# paint colors



## NTCGRR (Jan 2, 2008)

Usually USAT paint colors look really close.
But








This SD 40-2 I bought awhile back was so "orange" that I tried to really age it and weather it out .
now that I have two Sd45s and GP40 I just can't stand it.
even their photo on their site looks better than this.

I should have taken a photo before the weathering. In person you would call it orange, ...


----------



## H-man (Jan 4, 2008)

This is why I haven't purchased any Aristo UP locomotives the yellow is just wrong. Too red/orange.


----------



## San Juan (Jan 3, 2008)

An interesting thing about Santa Fe yellow is that, especially on the earliest units that received the new scheme (late 70s), the yellow actually had an orange tint to it. It seems that only the newer locos were pure yellow like the 5362 in your photo. A lot has to do with weathering, and some may actually have to do with the film used to take photos.

But I definitely recall seeing in person that in the 80s (pre ditch light era) the paint seemed to be more orange, and in the 90s the yellow was not as orange. 

To confuse things even more, in the modern BNSF era this paint can fade to an almost cream color.


I guess the quickest way I can show this as comparison photos are these MSTS (Microsoft Train Sim) models based off of the actual units paint.

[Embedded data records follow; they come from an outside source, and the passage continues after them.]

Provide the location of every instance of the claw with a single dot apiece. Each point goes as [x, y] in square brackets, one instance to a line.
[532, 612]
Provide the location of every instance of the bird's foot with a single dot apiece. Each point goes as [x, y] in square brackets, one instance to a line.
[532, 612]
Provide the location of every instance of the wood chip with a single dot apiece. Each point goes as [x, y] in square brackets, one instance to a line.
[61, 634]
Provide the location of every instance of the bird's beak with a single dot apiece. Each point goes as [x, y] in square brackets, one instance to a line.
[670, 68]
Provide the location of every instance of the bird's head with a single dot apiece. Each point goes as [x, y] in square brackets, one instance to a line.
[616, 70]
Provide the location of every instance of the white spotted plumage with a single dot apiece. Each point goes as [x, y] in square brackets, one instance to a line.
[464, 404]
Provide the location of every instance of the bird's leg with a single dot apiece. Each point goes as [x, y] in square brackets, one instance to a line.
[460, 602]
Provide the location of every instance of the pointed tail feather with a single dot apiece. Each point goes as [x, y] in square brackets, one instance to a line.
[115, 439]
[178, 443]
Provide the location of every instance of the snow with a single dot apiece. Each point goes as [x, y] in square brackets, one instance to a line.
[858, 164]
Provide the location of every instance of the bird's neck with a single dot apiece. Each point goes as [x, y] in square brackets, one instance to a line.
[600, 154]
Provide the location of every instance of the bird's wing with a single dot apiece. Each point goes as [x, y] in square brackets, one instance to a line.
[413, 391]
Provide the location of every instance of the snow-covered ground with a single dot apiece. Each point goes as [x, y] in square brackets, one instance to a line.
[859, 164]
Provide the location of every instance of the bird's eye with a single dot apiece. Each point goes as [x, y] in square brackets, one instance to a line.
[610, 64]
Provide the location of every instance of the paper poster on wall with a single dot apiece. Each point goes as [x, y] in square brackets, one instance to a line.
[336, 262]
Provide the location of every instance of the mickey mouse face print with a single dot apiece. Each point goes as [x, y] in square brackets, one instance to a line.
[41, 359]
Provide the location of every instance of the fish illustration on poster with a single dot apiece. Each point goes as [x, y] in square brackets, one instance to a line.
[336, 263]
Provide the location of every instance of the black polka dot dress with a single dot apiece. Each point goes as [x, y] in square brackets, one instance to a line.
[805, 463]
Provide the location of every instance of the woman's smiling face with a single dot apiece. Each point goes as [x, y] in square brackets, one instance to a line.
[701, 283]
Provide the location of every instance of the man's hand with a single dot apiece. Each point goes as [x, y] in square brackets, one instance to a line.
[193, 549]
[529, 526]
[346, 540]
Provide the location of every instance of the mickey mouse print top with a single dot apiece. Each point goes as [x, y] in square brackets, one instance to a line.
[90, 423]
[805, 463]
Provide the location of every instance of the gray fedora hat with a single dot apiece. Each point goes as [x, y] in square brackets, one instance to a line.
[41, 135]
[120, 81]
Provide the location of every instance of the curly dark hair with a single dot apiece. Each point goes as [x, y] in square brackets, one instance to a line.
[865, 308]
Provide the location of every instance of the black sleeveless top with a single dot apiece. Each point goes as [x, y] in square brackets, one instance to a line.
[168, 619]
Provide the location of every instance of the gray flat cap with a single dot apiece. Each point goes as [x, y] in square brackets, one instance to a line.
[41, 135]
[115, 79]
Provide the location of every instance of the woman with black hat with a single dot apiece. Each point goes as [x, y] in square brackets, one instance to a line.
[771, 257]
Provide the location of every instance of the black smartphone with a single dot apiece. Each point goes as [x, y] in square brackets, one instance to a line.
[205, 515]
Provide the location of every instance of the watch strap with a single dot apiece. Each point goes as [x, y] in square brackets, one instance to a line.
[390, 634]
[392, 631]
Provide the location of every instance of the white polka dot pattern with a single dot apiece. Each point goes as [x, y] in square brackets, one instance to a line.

*The first is the orangish 1980s (pre ditchlight) era paint:*











*The second is the 1990s era (ditchlight) yellow paint:*











*And the third shows heavily faded modern era (BNSF) paint:*












Of course I'm not sure how orange the USA unit was originally. Looking at your photo it does look to be too much even under the weathering. So they probably over did the whole orange tint thing a bit. But a slight orange tint is very prototypical for an early to late 1980s Santa Fe loco.


----------



## NTCGRR (Jan 2, 2008)

I have it repainted now and once I dull coat it , it will probably look like your 1st photo. 
I'm happy with the color match but it was,,,,,"brushed" on. too lazy to mask it off. 
And yes on the UP Aristo E 8s, I repainted the 3 of them because they was too "orange" for me.


----------



## bottino (Feb 7, 2008)

Marty, this Yellow/Orange thing on Aristocraft locos is very interesting. I got into it once with someone on the Aristo Forum, about the Rio Grande Orange on the SD45. I was raised around RG all the time, and somehow thought it should be orange. Then someone posted a picture of a 1:1 RG engine, and the color was really seriously Yellow not orange. My own RG pictures also confirmed it. So I stood corrected,which means that Aristo really has it wrong with the Orange colors. I just bought a new Aristo Rio Grande RS3, and it clearly is orange too. I am not a talented painter like you, and I still believe that it should be Orange, so I'm leaving things alone.
Paul


----------



## NTCGRR (Jan 2, 2008)

Paul 
theres no talent. I use the blue masking tape which lets you see through it, i cheat, then use a knife to cut away as needed.


----------



## John J (Dec 29, 2007)

Posted By NTCGRR on 04/17/2009 6:17 PM
Paul 
theres no talent. I use the blue masking tape which lets you see through it, i cheat, then use a knife to cut away as needed.

Rembrandt shears his secrets


----------



## NTCGRR (Jan 2, 2008)

well I brushed on a lighter yellow to show age and fade. 








I used a Q tip to wipe off the ooppss. now to finish weathering it 

Also i now have the color combination in qts so i canpaint as much as I want


----------